Because the 1TB external SSD isn’t capable of running Syncthing, the desktop PC will have to run two instances of Syncthing (Syncthing’s sync process requires Syncthing at both storage endpoints).
Or in other words, one Syncthing instance watches the “Cloud” folder and another Syncthing instance (separate configuration ; different network ports, e.g., 8385 for the web GUI plus 22001 for the sync port) watches the “SSD”.
In general, read activity doesn’t impact the longevity of a USB flash drive (it’s actually beneficial for refreshing the electrical charge in the NAND gates).
It’s the number of write cycles per block that ultimately wears down flash memory. Decent flash drives have wear leveling plus under provisioning (i.e., spare blocks used to map out failing blocks) to extend the lifespan.
Modern OSes use delayed writes to avoid unnecessary wear, and flash memory technology has gotten better, so even budget flash media lasts longer than it used to. All else being equal, computers with less free memory available for disk caching will unfortunately result in more wear on storage media.
A few tips to reduce wear on flash media:
If possible, don’t use a journaling filesystem such as NTFS, ext3/ext4 and XFS unless it was also designed to handle flash media.
If not needed, disable last access time updates in the filesystem metadata (e.g., in Linux, use the “noatime” or “relatime” mount options ; Windows has a registry setting for NTFS).
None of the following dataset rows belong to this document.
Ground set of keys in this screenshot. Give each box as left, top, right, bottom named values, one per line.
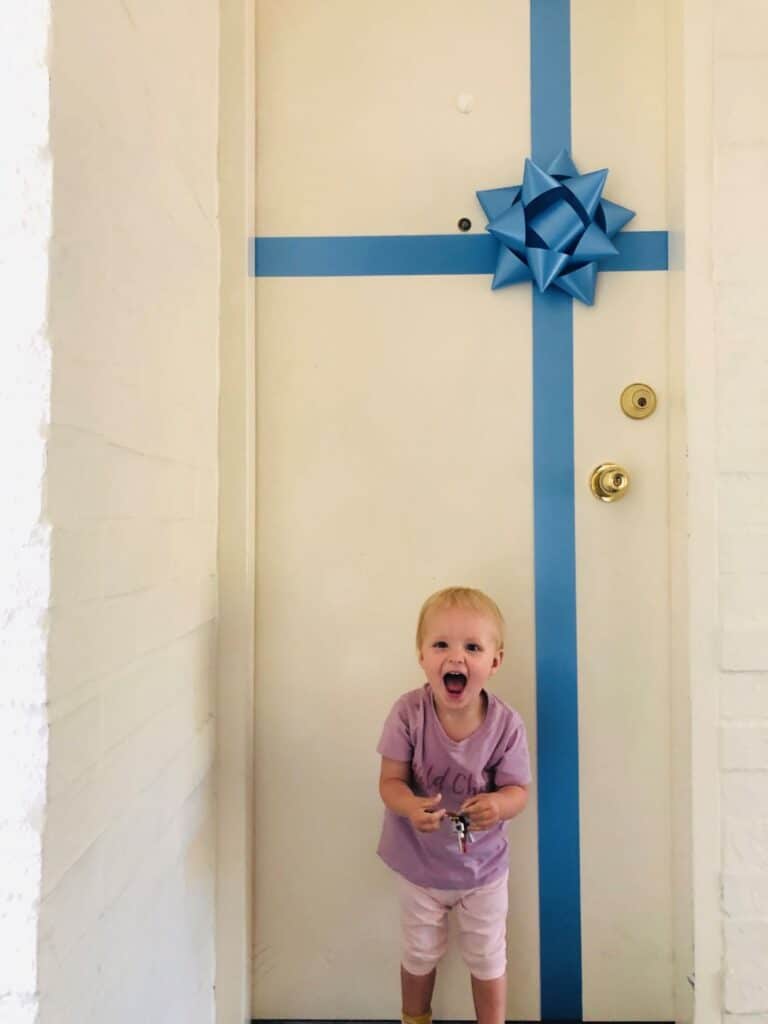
left=447, top=811, right=475, bottom=853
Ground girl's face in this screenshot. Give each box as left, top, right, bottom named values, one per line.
left=419, top=608, right=504, bottom=711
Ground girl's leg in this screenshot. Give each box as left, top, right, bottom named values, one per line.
left=399, top=877, right=450, bottom=1024
left=472, top=972, right=507, bottom=1024
left=400, top=967, right=437, bottom=1017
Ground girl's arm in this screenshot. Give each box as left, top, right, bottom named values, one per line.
left=379, top=758, right=445, bottom=831
left=379, top=758, right=416, bottom=818
left=461, top=785, right=528, bottom=831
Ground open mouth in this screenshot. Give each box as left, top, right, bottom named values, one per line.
left=442, top=672, right=467, bottom=697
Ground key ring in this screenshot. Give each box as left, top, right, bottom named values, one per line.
left=446, top=811, right=474, bottom=853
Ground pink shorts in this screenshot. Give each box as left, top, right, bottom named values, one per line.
left=397, top=871, right=509, bottom=981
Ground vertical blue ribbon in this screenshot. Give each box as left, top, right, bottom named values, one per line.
left=530, top=0, right=582, bottom=1021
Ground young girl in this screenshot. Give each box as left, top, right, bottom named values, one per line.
left=378, top=587, right=530, bottom=1024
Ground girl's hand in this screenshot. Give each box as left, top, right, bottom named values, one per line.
left=459, top=793, right=502, bottom=831
left=408, top=793, right=445, bottom=831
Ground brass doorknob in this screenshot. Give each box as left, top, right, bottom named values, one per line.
left=590, top=462, right=630, bottom=502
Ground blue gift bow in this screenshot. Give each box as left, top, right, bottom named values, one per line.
left=477, top=148, right=635, bottom=306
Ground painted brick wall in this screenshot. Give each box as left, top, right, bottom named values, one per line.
left=713, top=0, right=768, bottom=1024
left=39, top=0, right=219, bottom=1024
left=0, top=0, right=52, bottom=1024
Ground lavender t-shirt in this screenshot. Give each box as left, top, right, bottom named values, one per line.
left=377, top=683, right=530, bottom=889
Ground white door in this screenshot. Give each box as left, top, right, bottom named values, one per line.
left=252, top=0, right=674, bottom=1021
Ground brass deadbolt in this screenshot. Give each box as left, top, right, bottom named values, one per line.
left=621, top=384, right=656, bottom=420
left=590, top=462, right=630, bottom=502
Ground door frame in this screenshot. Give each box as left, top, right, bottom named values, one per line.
left=215, top=0, right=722, bottom=1024
left=215, top=0, right=256, bottom=1024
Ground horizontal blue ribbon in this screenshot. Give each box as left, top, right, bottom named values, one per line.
left=251, top=231, right=668, bottom=278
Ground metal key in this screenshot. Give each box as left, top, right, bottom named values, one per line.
left=449, top=812, right=474, bottom=853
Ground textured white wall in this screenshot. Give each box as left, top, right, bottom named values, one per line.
left=40, top=0, right=219, bottom=1024
left=0, top=0, right=52, bottom=1024
left=713, top=0, right=768, bottom=1024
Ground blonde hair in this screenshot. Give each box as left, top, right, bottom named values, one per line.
left=416, top=587, right=505, bottom=650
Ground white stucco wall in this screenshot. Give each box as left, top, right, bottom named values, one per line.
left=713, top=0, right=768, bottom=1024
left=39, top=0, right=219, bottom=1024
left=0, top=0, right=52, bottom=1024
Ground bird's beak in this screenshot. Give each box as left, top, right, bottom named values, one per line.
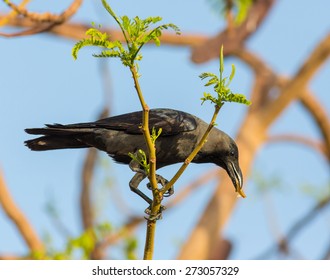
left=226, top=162, right=246, bottom=198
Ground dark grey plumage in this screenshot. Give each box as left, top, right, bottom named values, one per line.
left=25, top=109, right=244, bottom=203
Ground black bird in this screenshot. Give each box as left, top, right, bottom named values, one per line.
left=25, top=109, right=245, bottom=204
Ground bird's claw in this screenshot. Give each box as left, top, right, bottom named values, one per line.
left=144, top=205, right=166, bottom=221
left=147, top=174, right=174, bottom=197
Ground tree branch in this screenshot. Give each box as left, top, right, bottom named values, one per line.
left=4, top=0, right=82, bottom=24
left=0, top=168, right=44, bottom=255
left=260, top=34, right=330, bottom=127
left=266, top=134, right=327, bottom=158
left=300, top=91, right=330, bottom=159
left=191, top=0, right=275, bottom=63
Disable Windows ReadyBoost either for a specific USB flash drive or altogether (ReadyBoost is only automatically enabled when the Windows system drive isn’t stored on a SSD).
Syncthing creates a temp file for every file that’s being updated, so there can be a lot of writes. For most users it’s not an issue for a SSD, but USB flash drives might not be as reliable. It really depends on the frequency of writes and the size of the files.
Just a personal experience, but I’ve had a Samsung SD card die after a few months of using it as permanent storage for file synchronisaton . It was a standard SD card from the EVO series. Since then, I’ve only been using high endurance SD cards which sustain much more writes (e.g. the ones from Samsung use MLC flash memory). For example, I’ve got one from Sandisk in a Windows tablet, and it’s been running strong for 3+ years with Syncthing (and I did not optimise NTFS as described above even though I probably should ).
You should still probably be fine as long as you don’t go crazy as I did, treating the flash memory basically the same way as normal SSD storage.
dang, yeah i have had something like that happen with a sd card and my 3d printer. The card corrupted after 3 months haha.
I probably will use Free-file-sync with one direction mirroring from the laptop to the flash drive. Then every 8 hours i will have free-file-sync compare the laptop to the usb drive and if files need to be updated, it will automatically do it.
or if i do use sync-thing, to make sure i set the parameters on the flash drive correctly.